I should have known. Should have looked further into the future and lied, instead of gloating in a moment of satisfaction. What use would Mother have for girl whose birth denied the goddess twice over? If I had been just a healer's daughter or just a girl with a blessing that denied death, I stood a thin chance of rising to the upper ranks of the goddess's chosen. But both? To try would be to spit into Heliquat's eye. Mother knew, and I should have realized, that it didn't matter if the goddess had blessed me with the ability or not, just like it didn't matter that we learned and practiced healing because we were born into a line of healers. Everyone had their place; no matter how Mother liked to pretend otherwise with her talk of ambition and power. There was a reason she had planned to use me instead of working to become High Priestess herself.
There was little enough room for healers—who were both tolerated and feared for the life they gave in a society that had learned a healthy fear for the goddess that ruled them. A goddess who was often synonymous with death and the afterlife. There was always the chance that a healer would imbue too much life and catch the goddess's eye. Everyone knew that Heliquat didn't take kindly to the disregard and challenge of Her power that such a display of life insinuated.
I had too much life in me. And no one, not the goddess nor her priestesses, nor even my fellow tribe members would respond well to that fact. If they learned that a healer's daughter bore a blessing that denied death I would end up in a funeral pyre. The only question would be if I burned alive or not.
So I was useless. And Mother was gone.
I started to lift my arms to rub my aching head, but had to stop short and left them fall back to my sides when the aching soreness permeating my body became unbearable. I couldn't get rid of my mark or change its blessing. I could renounce my healer's heritage, but the stigma of who I'd been born to would likely still follow me. I looked too much like my mother and the years I spent learning my mother's craft wasn't something those who knew me would be likely to forget.
There was really only one solution: I couldn't be myself.
I closed my eyes and pictured a sack. It was rather unremarkable, rough brown canvas, a bit dusty, with a long, thick rope to tie it securely shut. First, I focused on the hurt cracking across my chest. It felt raw and broke a bit wider every time I glanced to the side saw that Mother wasn't there, every time I remembered her final declaration. It had been unbearable when she was there while I lay sick and fevered, and now it was unbearable when she was gone. I had been reduced from a liability to an unmentionable failure. I took that hurt and ripped it out by the roots before smashing it into a ball and shoving it into the very bottom of my sack. After that, it was easier to get rid of the other memories of Mother—being told to walk through mud and fish guts with a hook in my foot, the endless lessons on healing and ambition and whatever else Mother thought I should know. The lecture after the goddess's procession, every time she called me clever or gave me her signature looks of disappointment—they all went into the sack until it was nearly bursting. I held the sack closed and pictured cutting off Mother's words every time I wrapped the rope around the canvas. Once, twice, three times. I tied it shut with the most complicated fishing knot I knew. Then I pictured a cooking fire; I took the hottest burning piece of fire moss and thrust it onto the sack. It caught fire instantly. I watched and waited as it burned down to ash, ignoring the empty feeling that grew in my gut the more it burned. Once black ash was all that remained I opened my eyes.

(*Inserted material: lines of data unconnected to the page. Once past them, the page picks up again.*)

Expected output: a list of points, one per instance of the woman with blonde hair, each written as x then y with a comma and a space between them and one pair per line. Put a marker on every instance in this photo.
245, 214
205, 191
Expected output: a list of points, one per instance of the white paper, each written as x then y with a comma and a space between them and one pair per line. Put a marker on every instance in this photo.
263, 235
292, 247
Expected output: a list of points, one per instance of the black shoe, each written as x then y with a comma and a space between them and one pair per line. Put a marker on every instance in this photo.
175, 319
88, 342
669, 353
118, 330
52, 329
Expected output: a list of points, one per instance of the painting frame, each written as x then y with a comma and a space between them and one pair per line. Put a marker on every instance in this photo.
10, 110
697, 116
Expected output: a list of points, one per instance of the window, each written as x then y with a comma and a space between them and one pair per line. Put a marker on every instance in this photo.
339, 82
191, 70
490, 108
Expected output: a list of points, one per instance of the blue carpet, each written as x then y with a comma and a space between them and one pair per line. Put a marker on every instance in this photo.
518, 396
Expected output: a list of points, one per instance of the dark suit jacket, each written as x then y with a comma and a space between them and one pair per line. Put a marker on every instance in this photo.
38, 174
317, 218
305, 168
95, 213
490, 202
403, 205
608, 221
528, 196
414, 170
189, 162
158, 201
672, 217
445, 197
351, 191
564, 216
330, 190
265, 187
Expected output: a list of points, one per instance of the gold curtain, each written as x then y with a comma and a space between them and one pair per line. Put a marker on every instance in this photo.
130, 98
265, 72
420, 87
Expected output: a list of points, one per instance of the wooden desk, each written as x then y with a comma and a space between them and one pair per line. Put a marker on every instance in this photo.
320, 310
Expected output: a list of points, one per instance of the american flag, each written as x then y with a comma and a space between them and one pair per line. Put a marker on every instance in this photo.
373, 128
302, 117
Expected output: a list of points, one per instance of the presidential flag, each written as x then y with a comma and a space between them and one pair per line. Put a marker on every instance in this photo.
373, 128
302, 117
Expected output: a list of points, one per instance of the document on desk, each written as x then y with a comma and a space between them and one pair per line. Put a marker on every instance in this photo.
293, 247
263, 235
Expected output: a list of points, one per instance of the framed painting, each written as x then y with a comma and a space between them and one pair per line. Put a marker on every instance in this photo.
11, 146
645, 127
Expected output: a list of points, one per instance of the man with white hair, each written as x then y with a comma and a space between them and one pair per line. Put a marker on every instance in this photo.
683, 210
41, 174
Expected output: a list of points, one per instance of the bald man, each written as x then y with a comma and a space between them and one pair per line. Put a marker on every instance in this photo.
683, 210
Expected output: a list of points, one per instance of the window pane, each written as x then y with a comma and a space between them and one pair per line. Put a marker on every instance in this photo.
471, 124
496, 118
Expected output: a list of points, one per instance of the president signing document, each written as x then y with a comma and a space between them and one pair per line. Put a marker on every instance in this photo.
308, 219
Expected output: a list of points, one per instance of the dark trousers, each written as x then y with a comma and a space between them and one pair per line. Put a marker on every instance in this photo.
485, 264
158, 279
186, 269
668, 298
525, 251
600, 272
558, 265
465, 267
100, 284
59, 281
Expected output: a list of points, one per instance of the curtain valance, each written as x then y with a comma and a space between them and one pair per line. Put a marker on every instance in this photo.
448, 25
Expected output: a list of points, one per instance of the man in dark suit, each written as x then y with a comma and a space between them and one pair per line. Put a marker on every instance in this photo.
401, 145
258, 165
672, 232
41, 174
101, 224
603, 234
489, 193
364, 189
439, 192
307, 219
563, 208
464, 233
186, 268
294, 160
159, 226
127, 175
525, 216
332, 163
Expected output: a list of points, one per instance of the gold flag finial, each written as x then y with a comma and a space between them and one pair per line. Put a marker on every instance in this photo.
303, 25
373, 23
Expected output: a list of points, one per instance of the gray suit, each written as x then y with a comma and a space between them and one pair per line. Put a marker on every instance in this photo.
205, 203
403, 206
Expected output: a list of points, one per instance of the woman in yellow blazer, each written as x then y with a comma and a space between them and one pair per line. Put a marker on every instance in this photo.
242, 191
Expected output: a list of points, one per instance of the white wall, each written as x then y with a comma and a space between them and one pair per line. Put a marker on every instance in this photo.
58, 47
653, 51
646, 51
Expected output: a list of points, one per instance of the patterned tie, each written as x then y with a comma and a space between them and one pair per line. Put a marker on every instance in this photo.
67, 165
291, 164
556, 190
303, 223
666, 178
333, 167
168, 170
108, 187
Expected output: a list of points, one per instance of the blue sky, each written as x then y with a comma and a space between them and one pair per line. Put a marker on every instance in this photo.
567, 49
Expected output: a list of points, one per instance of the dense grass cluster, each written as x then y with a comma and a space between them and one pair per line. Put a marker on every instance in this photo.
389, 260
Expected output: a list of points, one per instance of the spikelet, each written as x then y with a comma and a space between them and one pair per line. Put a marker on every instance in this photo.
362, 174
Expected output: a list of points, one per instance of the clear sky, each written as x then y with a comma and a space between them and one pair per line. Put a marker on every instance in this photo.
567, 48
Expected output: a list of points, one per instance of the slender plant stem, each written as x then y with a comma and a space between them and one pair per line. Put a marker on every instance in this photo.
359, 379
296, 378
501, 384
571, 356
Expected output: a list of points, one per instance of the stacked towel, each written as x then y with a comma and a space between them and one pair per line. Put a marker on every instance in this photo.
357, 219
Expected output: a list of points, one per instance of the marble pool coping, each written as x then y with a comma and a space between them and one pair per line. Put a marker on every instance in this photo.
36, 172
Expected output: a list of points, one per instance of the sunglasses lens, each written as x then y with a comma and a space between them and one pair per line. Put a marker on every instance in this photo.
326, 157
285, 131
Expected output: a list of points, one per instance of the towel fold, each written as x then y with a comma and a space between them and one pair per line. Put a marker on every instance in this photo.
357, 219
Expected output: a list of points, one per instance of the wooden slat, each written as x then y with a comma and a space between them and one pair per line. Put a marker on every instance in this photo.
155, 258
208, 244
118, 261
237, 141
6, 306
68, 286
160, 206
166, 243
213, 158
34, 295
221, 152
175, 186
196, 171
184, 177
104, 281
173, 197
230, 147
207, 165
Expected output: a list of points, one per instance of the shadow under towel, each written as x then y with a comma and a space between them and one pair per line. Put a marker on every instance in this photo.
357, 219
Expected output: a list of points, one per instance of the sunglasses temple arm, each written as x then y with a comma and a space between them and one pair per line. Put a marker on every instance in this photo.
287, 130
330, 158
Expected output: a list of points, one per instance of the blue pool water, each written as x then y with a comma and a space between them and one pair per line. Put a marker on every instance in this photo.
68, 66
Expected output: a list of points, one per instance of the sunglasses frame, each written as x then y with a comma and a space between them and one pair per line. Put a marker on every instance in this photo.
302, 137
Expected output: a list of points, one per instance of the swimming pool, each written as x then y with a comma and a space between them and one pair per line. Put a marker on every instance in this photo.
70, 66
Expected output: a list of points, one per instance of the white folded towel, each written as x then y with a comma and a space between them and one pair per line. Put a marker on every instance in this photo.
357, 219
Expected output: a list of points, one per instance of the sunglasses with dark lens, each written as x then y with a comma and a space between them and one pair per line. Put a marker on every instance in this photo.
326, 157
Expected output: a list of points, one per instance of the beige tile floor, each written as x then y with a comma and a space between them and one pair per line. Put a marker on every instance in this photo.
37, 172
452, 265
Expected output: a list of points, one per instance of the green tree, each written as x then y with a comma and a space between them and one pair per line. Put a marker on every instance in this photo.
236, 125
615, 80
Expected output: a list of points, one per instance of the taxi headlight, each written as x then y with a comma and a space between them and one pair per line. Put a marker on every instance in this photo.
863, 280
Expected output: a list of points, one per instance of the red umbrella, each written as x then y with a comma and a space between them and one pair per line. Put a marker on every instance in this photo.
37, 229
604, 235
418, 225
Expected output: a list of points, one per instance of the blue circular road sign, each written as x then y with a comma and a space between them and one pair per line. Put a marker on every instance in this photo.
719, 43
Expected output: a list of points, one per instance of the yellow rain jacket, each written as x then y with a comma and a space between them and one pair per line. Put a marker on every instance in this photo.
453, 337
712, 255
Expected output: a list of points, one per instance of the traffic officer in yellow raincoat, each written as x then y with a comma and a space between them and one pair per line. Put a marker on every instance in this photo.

When I did, I no longer felt the need to cry or whimper or beg Mother to come back. Emptiness and purpose were the only things left; I was no longer my mother's daughter.
I smiled, forcing grim satisfaction onto my face and into the emptiness. I would have what Levain of Gabbler Shore could never have. I would be what she could never be. But there had been one thing she had rooted so deep that I hadn't been able to yank it out, one saying that if I had burned it with all the rest I would no longer know how to handle myself.
"Ambition is nothing without discipline."